During the early hours of the 30th, evacuation flights slowed dramatically. The pilots were fatigued, and many choppers were down for emergency maintenance.
Shortly before 5 a.m. the ambassador, under presidential order, was flown out of the embassy, followed a few minutes later by the last American officials. Then the Marines were ordered to pull back from the walls. Sullivan and the four other Marine Guards still in the courtyard walked slowly backward toward the embassy door.
When they were about 30 feet away, Sullivan ordered everyone to run. At their heels were about eight Vietnamese men. Before the Marines could close and secure the embassy’s two huge doors, several Vietnamese tried to force their way in. A fistfight broke out as the Marines pushed the men back and finally shut the doors.
About a dozen Marine Guards in the embassy foyer took the elevator to the sixth floor and onto the rooftop, where they joined scores of Marines waiting to be lifted out.

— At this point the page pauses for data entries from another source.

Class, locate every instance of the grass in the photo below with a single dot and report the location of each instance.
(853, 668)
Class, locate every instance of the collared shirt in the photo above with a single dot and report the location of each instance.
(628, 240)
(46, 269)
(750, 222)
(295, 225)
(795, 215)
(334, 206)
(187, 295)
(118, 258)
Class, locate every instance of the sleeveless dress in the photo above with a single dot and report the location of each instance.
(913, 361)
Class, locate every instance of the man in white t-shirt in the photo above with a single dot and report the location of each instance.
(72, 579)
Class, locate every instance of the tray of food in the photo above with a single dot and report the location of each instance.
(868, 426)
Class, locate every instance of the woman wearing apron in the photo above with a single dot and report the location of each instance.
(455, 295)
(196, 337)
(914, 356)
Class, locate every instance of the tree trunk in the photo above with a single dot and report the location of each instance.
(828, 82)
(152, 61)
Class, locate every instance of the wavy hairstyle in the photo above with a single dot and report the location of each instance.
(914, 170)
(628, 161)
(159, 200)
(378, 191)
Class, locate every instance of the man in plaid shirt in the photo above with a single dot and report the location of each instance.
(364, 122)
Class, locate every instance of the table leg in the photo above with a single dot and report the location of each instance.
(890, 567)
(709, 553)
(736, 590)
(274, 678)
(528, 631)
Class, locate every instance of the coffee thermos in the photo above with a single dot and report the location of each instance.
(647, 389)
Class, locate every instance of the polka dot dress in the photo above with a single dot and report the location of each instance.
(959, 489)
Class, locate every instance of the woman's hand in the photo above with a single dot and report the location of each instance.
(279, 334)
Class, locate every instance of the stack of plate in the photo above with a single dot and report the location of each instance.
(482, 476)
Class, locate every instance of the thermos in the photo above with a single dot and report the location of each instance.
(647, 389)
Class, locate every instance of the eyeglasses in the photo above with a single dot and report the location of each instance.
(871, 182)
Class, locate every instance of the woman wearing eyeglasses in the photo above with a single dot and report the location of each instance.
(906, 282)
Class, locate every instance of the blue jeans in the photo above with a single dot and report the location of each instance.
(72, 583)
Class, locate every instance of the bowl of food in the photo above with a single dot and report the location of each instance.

An exhausted Sullivan, without sleep for 35 hours, joined other Marines on the helipad. And there they sat and waited.
*
When it looked as though no more helicopters would be coming, Sullivan got on a field radio; he knew the command and control ship off the coast would be monitoring the airwaves. When there was no response, he kept calling every 15 minutes.
“I was relatively confident they knew where we were,” he says. But as time passed he grew more anxious. “Finally, the ship comes on the radio frequency and wants to know who I am and where I’m at and why I’m on this unauthorized frequency. . . .
“I said, ‘I want you to send one helicopter to the American embassy and just see who’s waiting.”
By about 6:15 a.m., several loads of Marines had been lifted off the rooftop, but 11 embassy Marine Guards remained.
“We were sitting there waiting for the last one to come in,” says Sullivan. “I thought, ‘They forgot us.’ Actually, they did forget us.”
Finally, a helicopter pilot answered Sullivan’s renewed radio calls.
“I told them there was 11 of us still on the embassy roof waiting to get off,” he says. “And finally here comes four gunships real low and real fast and a CH-46. The 46 lumbers in and sets down, and we jumped on board.”
After a delay, they lifted off at 7:58.
“Everyone was giving each other high fives because we were so happy to be gone,” Sullivan recalls. “There was no thought about history, there was no thought about the war being over and that we don’t ever have to play in this country again. . . .”
Sullivan sat back in his seat on the helicopter “and just closed my eyes and said a couple of prayers because I really thought we weren’t going to come out of that.”